Au 31/12/2020, le nombre de salariés hommes ayant bénéficié d’une formation rapporté aux effectifs hommes était de 52 %. Pour les femmes ce rapport était de 8%.

Afin de s’assurer que les femmes et les hommes de l’entreprise disposent des mêmes possibilités de progression dans leur carrière, les parties conviennent de porter une attention particulière au nombre d’hommes et de femmes formés dans l’entreprise et de s’assurer que les investissements de formation sont répartis en fonction des besoins de l’entreprise et des collaborateurs, indépendamment de leur sexe.

  • Plan d’actions

Afin d’atteindre cet objectif de progression, les parties conviennent de :

  • s’assurer que les femmes accèdent à la formation professionnelle dans la même proportion que les hommes,

  • s’assurer que tous les salariés bénéficient d’une formation au moins tous les 3 ans.

  • Indicateurs

  • Taux de stagiaires de la formation professionnelle / effectifs au 31/12, par sexe et filière métier.
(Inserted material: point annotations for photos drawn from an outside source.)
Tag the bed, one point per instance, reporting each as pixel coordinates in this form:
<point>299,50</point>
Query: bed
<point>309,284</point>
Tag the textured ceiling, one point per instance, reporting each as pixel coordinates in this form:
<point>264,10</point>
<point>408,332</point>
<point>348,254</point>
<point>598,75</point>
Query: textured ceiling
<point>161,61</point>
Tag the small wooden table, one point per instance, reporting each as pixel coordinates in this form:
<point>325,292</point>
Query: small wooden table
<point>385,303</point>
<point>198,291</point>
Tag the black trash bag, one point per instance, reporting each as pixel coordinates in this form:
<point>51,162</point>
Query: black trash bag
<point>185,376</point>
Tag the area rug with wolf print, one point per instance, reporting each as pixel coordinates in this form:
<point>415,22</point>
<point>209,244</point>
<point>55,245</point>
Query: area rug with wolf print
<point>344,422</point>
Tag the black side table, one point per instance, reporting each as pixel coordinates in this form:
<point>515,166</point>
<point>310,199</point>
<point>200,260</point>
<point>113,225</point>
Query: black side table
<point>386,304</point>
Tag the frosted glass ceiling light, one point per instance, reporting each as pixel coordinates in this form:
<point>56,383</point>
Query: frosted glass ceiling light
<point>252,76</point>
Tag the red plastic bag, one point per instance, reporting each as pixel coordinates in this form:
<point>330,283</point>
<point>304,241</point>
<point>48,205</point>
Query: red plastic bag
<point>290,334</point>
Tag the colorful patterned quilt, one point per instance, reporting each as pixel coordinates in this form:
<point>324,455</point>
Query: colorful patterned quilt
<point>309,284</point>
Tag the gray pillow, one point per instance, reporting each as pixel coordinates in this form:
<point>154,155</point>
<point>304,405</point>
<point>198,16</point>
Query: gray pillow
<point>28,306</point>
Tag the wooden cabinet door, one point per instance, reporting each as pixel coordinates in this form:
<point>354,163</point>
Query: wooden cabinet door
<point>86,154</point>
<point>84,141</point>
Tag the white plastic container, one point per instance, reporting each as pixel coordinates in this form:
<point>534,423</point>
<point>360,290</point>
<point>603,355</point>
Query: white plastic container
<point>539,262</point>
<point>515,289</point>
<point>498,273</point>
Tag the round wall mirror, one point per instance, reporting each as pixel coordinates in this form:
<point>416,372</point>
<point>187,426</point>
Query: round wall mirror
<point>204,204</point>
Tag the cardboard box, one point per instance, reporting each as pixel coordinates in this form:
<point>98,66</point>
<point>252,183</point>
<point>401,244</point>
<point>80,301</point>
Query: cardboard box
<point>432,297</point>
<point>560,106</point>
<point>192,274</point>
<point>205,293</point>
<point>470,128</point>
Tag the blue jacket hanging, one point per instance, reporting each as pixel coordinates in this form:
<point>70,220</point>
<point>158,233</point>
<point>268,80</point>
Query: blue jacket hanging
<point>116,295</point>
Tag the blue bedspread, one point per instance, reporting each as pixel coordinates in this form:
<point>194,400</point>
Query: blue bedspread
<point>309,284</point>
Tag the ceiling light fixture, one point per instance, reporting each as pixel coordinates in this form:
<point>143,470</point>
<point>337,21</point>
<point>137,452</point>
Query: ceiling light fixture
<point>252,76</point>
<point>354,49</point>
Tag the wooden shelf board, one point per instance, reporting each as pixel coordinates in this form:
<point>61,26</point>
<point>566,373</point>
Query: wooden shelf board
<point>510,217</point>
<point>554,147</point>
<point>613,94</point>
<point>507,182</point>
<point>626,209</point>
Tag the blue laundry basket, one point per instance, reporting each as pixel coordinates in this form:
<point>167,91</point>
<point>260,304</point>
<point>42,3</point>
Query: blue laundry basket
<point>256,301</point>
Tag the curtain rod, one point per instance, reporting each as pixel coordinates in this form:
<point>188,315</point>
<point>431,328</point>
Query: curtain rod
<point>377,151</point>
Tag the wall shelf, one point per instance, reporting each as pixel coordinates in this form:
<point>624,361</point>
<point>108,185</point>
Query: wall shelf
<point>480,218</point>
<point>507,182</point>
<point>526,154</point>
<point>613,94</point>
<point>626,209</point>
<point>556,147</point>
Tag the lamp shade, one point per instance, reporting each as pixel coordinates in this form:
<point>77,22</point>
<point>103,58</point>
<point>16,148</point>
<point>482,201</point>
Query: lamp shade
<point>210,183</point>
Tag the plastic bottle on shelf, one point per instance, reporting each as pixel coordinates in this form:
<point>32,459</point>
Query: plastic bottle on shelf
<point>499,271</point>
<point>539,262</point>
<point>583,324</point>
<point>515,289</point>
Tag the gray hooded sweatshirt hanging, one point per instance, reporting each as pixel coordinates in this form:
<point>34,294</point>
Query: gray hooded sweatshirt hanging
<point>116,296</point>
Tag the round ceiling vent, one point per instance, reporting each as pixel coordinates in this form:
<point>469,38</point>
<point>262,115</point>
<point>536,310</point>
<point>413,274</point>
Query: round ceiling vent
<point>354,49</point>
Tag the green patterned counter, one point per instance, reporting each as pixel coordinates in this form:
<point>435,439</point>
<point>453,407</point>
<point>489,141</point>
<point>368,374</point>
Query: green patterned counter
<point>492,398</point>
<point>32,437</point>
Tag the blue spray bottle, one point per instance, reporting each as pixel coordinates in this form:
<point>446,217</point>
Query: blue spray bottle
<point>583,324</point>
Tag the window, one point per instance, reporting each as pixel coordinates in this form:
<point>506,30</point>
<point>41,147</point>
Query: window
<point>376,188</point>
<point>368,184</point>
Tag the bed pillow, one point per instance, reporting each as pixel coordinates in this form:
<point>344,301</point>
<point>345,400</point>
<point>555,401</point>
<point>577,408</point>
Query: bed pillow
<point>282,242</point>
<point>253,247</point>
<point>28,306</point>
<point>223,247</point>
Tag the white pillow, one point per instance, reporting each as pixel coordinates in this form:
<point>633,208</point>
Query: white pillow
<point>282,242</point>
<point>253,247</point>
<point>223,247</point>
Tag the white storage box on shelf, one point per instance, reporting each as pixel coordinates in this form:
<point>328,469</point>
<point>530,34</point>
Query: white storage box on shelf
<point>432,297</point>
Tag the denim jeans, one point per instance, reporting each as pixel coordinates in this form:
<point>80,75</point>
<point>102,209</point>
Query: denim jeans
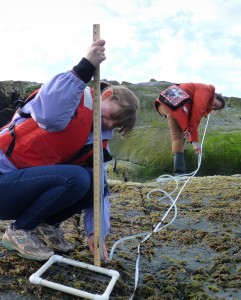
<point>49,194</point>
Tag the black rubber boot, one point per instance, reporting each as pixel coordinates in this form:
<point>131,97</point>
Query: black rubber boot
<point>179,163</point>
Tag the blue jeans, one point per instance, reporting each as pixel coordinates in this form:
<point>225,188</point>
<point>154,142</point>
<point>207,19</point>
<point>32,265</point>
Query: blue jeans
<point>49,194</point>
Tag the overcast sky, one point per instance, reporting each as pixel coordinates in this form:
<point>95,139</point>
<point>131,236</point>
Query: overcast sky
<point>170,40</point>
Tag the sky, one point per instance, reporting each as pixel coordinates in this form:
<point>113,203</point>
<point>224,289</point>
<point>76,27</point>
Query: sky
<point>166,40</point>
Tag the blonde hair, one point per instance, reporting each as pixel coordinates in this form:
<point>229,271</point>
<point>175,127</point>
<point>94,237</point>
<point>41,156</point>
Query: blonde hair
<point>128,103</point>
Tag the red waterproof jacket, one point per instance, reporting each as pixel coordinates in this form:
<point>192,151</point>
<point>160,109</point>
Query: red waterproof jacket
<point>189,116</point>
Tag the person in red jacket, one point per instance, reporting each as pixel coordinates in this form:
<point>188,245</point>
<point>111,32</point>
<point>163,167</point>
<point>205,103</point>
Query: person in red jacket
<point>184,121</point>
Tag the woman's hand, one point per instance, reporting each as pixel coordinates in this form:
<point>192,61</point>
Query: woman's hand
<point>96,53</point>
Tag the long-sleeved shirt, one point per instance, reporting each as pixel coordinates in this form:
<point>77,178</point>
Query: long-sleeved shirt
<point>53,108</point>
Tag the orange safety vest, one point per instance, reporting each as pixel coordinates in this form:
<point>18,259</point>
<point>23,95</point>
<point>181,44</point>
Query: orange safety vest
<point>35,146</point>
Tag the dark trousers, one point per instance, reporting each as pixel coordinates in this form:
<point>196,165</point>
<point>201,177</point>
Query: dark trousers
<point>49,194</point>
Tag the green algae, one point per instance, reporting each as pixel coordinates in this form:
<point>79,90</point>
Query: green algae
<point>197,257</point>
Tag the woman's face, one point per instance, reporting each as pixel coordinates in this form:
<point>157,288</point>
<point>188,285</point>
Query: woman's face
<point>108,109</point>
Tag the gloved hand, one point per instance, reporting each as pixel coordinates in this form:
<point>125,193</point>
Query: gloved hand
<point>196,147</point>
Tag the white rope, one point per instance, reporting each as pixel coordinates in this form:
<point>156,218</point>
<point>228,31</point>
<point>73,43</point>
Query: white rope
<point>173,205</point>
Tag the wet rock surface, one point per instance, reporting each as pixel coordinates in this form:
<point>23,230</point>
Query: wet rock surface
<point>197,257</point>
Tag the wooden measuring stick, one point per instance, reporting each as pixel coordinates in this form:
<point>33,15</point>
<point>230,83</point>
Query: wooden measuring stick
<point>96,156</point>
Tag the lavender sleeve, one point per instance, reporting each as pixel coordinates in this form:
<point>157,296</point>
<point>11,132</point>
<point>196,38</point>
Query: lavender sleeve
<point>55,104</point>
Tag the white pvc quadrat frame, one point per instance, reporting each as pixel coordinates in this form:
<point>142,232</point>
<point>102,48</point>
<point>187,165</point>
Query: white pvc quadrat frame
<point>36,278</point>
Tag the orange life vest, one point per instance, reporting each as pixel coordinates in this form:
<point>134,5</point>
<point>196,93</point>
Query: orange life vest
<point>35,146</point>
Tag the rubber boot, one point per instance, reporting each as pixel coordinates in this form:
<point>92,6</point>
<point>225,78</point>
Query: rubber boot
<point>179,163</point>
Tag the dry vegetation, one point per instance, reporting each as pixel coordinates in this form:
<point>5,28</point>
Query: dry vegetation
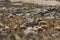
<point>16,23</point>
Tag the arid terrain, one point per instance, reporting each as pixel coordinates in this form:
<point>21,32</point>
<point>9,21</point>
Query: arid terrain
<point>27,21</point>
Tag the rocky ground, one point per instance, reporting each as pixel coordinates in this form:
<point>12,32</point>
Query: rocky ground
<point>29,22</point>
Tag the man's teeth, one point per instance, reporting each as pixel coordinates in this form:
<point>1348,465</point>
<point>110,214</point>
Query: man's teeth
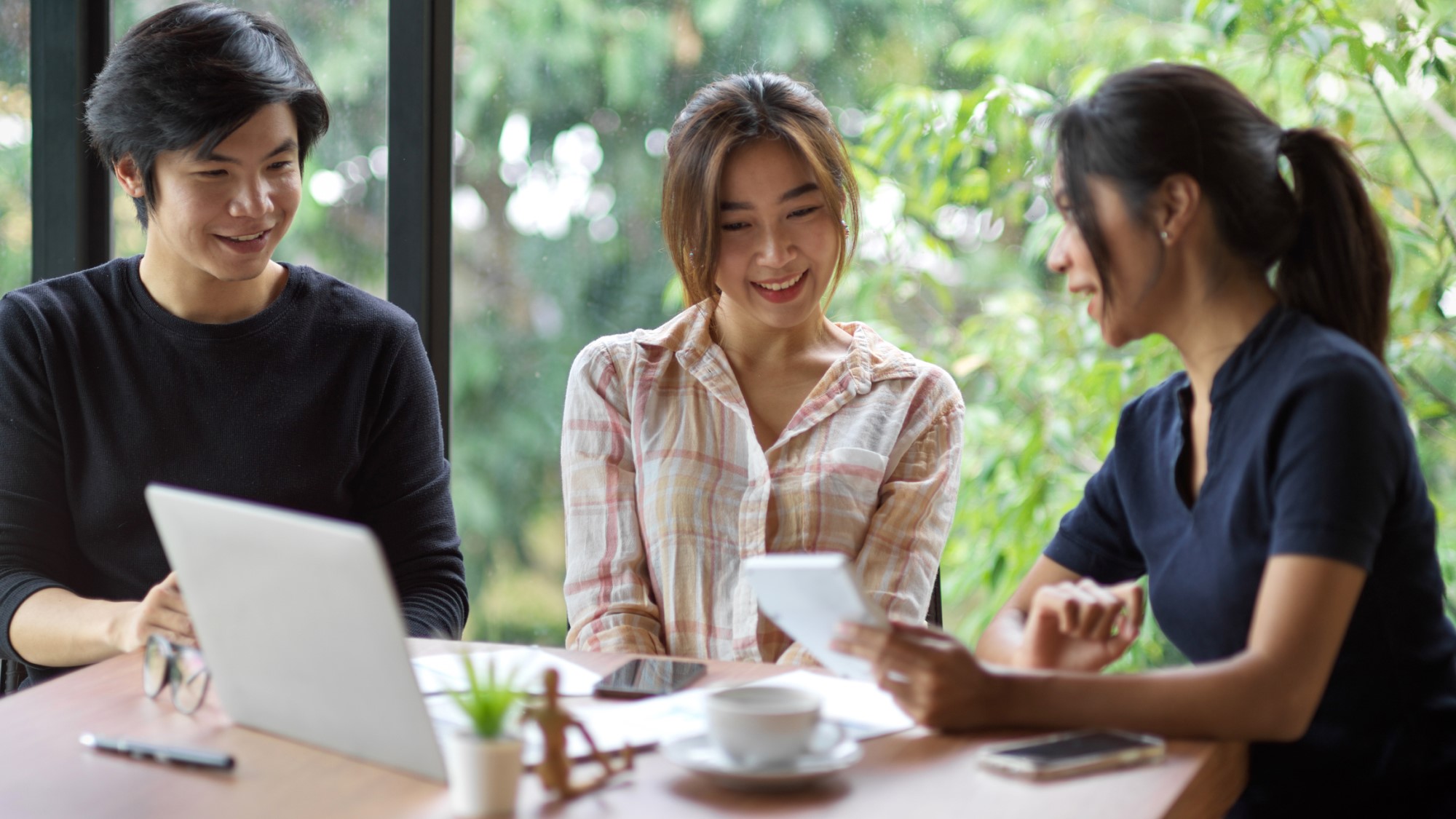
<point>781,286</point>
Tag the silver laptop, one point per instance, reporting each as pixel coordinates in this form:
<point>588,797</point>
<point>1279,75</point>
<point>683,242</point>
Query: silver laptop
<point>301,625</point>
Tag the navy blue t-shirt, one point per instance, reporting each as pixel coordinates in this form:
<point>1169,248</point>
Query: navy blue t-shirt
<point>1310,454</point>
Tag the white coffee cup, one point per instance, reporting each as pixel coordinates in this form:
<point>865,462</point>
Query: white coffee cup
<point>764,724</point>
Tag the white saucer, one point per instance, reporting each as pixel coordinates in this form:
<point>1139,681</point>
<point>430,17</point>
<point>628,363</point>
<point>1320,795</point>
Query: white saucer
<point>832,749</point>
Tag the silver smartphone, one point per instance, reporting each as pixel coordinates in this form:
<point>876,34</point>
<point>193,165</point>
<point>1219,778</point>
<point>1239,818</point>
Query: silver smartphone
<point>1072,752</point>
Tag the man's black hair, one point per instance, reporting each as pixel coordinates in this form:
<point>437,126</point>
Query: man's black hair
<point>190,76</point>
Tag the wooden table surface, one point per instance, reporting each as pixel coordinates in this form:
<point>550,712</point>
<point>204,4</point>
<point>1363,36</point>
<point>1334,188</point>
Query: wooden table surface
<point>44,771</point>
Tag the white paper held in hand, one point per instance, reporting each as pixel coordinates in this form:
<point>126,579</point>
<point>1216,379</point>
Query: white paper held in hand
<point>809,595</point>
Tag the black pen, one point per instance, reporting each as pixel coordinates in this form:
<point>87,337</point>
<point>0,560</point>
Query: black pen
<point>170,753</point>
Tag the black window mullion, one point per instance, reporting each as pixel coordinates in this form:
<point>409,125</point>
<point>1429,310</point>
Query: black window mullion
<point>420,175</point>
<point>71,203</point>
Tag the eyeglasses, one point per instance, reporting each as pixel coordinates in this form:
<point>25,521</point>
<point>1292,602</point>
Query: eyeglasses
<point>165,662</point>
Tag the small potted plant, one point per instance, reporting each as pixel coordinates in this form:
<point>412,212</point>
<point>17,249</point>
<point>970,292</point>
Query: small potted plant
<point>484,762</point>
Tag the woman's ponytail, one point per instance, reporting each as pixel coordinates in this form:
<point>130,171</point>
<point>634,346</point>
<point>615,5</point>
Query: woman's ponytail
<point>1339,266</point>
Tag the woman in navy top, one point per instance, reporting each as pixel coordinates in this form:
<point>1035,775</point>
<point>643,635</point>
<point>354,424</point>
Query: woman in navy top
<point>1270,493</point>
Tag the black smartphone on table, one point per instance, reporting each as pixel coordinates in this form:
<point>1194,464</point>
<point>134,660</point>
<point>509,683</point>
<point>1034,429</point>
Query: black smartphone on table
<point>1072,752</point>
<point>649,678</point>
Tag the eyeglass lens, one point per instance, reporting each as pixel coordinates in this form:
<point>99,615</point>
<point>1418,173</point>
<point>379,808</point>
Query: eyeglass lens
<point>165,663</point>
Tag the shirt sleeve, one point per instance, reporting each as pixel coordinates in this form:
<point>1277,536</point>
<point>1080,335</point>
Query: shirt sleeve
<point>404,496</point>
<point>609,595</point>
<point>37,541</point>
<point>1094,539</point>
<point>908,532</point>
<point>1340,454</point>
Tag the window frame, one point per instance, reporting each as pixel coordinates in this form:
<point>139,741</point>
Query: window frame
<point>72,187</point>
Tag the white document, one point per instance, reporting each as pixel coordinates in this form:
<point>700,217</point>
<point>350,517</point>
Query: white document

  • Nombre de salariés devant bénéficier d’une formation au cours de l’année à venir (en l’absence de formation au cours des 3 dernières années).

Egalité en matière de promotion professionnelle

  • Objectif

La Direction souhaite assurer un accès non discriminant aux évolutions professionnelles des hommes et des femmes et favoriser l’accès des femmes aux métiers et aux postes clés de management.

Au 31 décembre 2020, le pourcentage de femmes Cadres parmi les effectifs femmes (toutes catégories) était de 6 %.

Au 31 décembre 2020, le pourcentage de femmes Etam parmi les effectifs femmes (toutes catégories) était de 10 %.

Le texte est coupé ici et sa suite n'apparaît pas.